What is Data Integration?

Data integration is the phase of combining data from several disparate sources. While implementing data integration, it should work on data redundancy, inconsistency, duplicity, etc. In data mining, data integration is a data pre-processing technique that contains merging data from numerous heterogeneous data sources into coherent data to retain and support a consolidated perspective of the information.

It combines data from various sources into a coherent data store, including in data warehousing. These sources can involve multiple databases, data cubes, or flat files, etc. There are multiple issues to consider during data integration.

  • Schema integration and object matching can be complex. For example, matching the entity identification (emp_id in one database and emp_no in another database), such issues can be prevented using metadata.

  • Redundancy is another issue. An attribute including annual revenue, for instance, can be redundant if it can be derived from another attribute or set of attributes. Inconsistencies in attribute or dimension naming can also generate redundancies in the appearing data set.

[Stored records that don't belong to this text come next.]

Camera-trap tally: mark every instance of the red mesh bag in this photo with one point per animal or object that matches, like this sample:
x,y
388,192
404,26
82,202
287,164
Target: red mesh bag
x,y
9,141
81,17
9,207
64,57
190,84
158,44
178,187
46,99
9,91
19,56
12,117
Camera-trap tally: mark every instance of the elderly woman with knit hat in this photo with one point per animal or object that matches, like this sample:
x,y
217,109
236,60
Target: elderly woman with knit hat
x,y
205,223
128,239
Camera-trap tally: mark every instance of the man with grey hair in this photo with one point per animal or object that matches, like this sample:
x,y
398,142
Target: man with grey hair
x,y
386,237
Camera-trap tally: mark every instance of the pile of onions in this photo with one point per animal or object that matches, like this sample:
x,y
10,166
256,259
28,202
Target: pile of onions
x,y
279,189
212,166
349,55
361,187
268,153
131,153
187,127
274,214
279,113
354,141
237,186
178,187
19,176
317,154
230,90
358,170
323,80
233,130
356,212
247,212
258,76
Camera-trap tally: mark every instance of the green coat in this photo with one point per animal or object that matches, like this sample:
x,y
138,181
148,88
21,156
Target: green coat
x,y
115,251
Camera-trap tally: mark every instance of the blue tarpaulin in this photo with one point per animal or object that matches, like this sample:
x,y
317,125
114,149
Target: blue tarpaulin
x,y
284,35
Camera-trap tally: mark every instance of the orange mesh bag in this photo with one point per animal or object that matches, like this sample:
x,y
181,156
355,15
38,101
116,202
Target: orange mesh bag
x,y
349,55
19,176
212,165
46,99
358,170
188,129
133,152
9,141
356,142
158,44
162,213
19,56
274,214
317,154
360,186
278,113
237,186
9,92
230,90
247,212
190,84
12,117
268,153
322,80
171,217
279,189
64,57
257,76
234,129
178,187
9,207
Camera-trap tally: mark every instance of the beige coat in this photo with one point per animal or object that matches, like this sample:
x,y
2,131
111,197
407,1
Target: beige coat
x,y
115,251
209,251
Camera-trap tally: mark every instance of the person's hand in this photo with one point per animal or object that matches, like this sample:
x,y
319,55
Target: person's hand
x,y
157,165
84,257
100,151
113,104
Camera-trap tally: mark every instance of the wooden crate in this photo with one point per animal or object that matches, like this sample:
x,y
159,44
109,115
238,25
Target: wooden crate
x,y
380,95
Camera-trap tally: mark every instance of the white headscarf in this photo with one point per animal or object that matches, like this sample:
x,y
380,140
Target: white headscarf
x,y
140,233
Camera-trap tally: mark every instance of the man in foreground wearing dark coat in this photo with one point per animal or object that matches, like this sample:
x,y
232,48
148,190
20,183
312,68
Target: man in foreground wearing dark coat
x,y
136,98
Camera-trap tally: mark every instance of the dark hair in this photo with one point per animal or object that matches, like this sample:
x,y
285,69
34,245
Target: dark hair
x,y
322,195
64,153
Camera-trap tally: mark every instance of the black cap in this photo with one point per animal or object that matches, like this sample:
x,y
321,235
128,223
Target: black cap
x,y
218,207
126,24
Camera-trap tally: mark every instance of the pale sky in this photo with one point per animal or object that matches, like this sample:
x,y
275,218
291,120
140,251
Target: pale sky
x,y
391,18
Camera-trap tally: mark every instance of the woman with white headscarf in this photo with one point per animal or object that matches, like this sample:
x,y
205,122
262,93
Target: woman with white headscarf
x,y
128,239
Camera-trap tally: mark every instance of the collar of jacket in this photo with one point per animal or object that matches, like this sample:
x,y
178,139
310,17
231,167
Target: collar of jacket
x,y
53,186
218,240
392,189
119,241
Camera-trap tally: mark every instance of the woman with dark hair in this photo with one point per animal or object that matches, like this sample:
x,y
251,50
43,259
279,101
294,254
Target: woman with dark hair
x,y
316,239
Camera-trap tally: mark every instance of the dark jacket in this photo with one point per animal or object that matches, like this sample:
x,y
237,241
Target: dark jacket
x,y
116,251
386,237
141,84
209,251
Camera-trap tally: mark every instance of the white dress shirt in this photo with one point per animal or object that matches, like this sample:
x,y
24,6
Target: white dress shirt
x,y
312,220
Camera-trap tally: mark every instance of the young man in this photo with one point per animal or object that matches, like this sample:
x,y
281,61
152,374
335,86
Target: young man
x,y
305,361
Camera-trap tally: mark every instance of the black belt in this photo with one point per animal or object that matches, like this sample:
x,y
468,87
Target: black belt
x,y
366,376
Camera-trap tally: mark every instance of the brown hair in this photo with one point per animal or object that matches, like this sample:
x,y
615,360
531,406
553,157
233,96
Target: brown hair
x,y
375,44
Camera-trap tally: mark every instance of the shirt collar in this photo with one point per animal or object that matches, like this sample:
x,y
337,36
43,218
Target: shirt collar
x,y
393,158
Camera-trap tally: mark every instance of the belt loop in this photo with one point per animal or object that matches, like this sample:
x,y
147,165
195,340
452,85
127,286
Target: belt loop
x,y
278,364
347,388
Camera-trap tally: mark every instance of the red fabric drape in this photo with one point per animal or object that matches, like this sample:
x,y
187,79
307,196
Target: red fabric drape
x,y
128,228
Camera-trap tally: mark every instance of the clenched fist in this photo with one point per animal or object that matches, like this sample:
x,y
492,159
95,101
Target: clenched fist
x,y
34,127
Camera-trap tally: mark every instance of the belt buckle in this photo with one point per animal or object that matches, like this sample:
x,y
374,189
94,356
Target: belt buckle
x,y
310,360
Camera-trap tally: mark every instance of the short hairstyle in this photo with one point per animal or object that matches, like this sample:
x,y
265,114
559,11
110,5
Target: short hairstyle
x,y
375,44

  • Some redundancies can be discovered by correlation analysis. Given two attributes, such analysis can compute how strongly one attribute implies the other, based on the available data. For numerical attributes, it can evaluate the correlation between two attributes, A and B, by computing the correlation coefficient (also known as Pearson’s product-moment coefficient, named after its inventor, Karl Pearson). This is

$$r_{A,B}=\frac{\sum_{i=1}^{n}(a_{i}-A^{'})(b_{i}-B^{'})}{N\sigma _{A}\sigma _{B}}=\frac{\sum_{i=1}^{n}(a_{i}b_{i})-NA^{'}B^{'}}{N\sigma _{A}\sigma _{B}}$$

where N is the number of tuples, aiand bi are the respective values of A and B in tuple i, A and B are the respective mean values of A and B, σA and σB are the respective standard deviations of A and B and Σ(aibi) is the sum of the AB cross-product that is, for each tuple, the value for A is multiplied by the value for B in that tuple.

Correlation does not imply causality. That is, if A and B are correlated, this does not necessarily imply that A causes B or that B causes A. For example, in analyzing a demographic database, it can find that attributes defining the multiple hospitals and the several car thefts in a region are correlated. This does not define that one causes the other. Both are generally connected to a third attribute, such as population.

A third important issue in data integration is the detection and resolution of data value conflicts. For example, for the same real-world entity, attribute values from multiple sources can differ. This can be because of differences in representation, scaling, or encoding.